Be aware that mercury readings from the hair or blood will only reflect a current or recent exposure within approximately three months, or the body’s active detoxification of mercury. A negative reading may be meaningless. 

In addition to soup, one may use a Cilantro Pesto:

    1 clove of garlic;

      1/2 cup of almonds, cashews, or other nuts;

      1 cup packed fresh cilantro leaves;

      2 tablespoons lemon juice;

      6 tablespoons olive oil.  

Put the cilantro and olive oil in blender, and process until the cilantro is chopped. Add the rest of the ingredients, and process to a lumpy paste. (You may need to add a touch of hot water and scrape the sides of the blender.) You can change the consistency by altering the amount of olive oil and lemon juice, but keep the 3:1 ratio of oil to juice. (It freezes well, so you can make several batches at once.)  

Cilantro is a very popular herb in Mexican cooking, and due to their large Mexican populations it is easy to find anywhere from Texas to California.

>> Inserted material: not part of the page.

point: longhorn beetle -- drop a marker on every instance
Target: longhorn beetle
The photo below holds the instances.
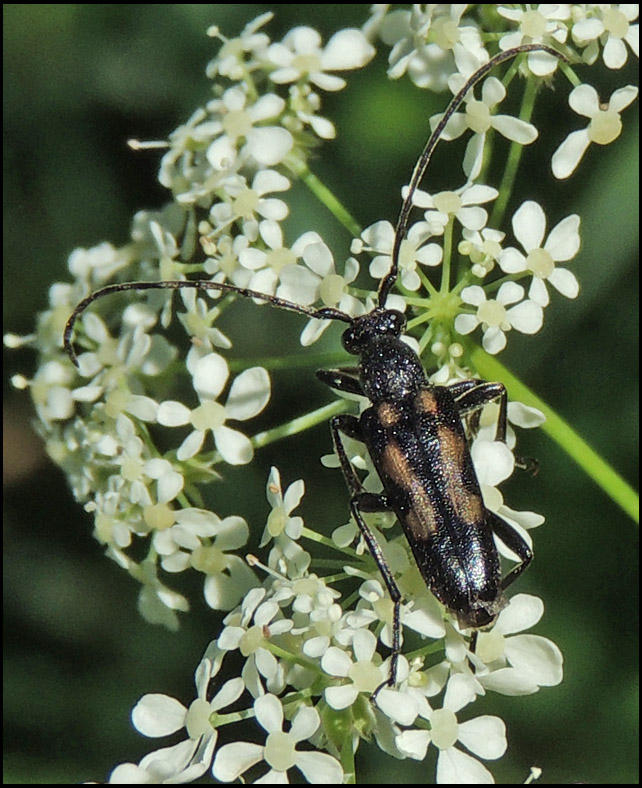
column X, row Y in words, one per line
column 413, row 432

In other areas, you may need to visit an Oriental market or specialty supermarket where is may be called Chinese parsley. 

Dr. Klinghardt suggests making this “pesto” to increase your intake of cilantro: 

Start with fresh, organic cilantro and wash it thoroughly. Place the cilantro in a blender, along with water, sea salt and olive oil. Blend the ingredients until creamy. Dr. Klinghardt recommends taking 1-3 tablespoons of this cilantro pesto, three times daily with meals. For those suffering from neurological problems, such as Alzheimer’s, or brain “fogginess” and difficulty concentrating, the pesto may be taken more often, he says.  

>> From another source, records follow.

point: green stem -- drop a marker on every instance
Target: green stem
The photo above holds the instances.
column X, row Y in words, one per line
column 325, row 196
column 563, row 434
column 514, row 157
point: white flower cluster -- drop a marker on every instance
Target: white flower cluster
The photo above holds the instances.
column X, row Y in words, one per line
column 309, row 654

The best form of cilantro is a tincture available from Dragon River (505-583-2348) www.dragonriverherbals.com. The dose is one dropper applied on the wrists and rubbed in twice a day. The tincture is also particularly useful for any joint pain, and could be rubbed on the joint that is hurting as an alternative. You can also augment the tincture with using the herb. It is not as potent, but certainly will add to the program. However, like with chlorella, many people are sensitive to oral cilantro. So, if you develop any nausea or discomfort after eating cilantro, do not use it orally. 

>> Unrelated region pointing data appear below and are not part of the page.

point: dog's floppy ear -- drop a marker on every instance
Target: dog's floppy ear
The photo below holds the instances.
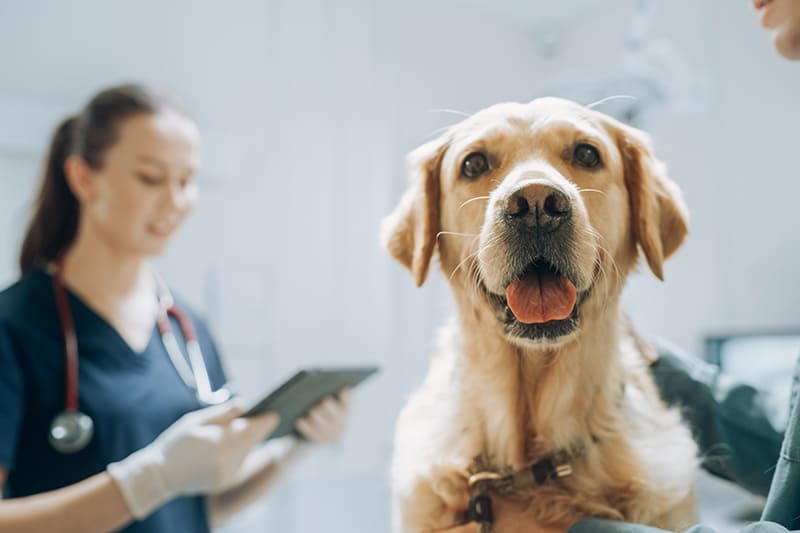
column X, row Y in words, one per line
column 409, row 232
column 659, row 216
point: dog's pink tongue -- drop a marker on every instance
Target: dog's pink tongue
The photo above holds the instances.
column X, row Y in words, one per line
column 541, row 297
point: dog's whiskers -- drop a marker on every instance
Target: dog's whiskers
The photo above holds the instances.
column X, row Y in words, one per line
column 459, row 265
column 593, row 190
column 456, row 234
column 473, row 199
column 609, row 99
column 451, row 111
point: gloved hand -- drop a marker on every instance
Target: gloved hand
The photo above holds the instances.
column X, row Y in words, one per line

Garlic is one of the best chelators, and Kyolic™ aged garlic (800-421-2998) is a deodorized form that concentrates its chelating ability to 200 times that of a fresh garlic clove. It is shown to increase fecal excretion of mercury to 400%, and to completely protect blood cells against high levels of lead. It provides large amounts of selenium (prevents recycling of mercury into the system), germanium, and sulfur. The liquid extracts of garlic are said to contain less sulfites. Cilantro, garlic, selenium (selenomethionine), zinc, copper, manganese, magnesium, calcium, NAC, and glutathione are all effective mercury chelators, and I.V. vitamin C, has been helpful in preventing brain fog.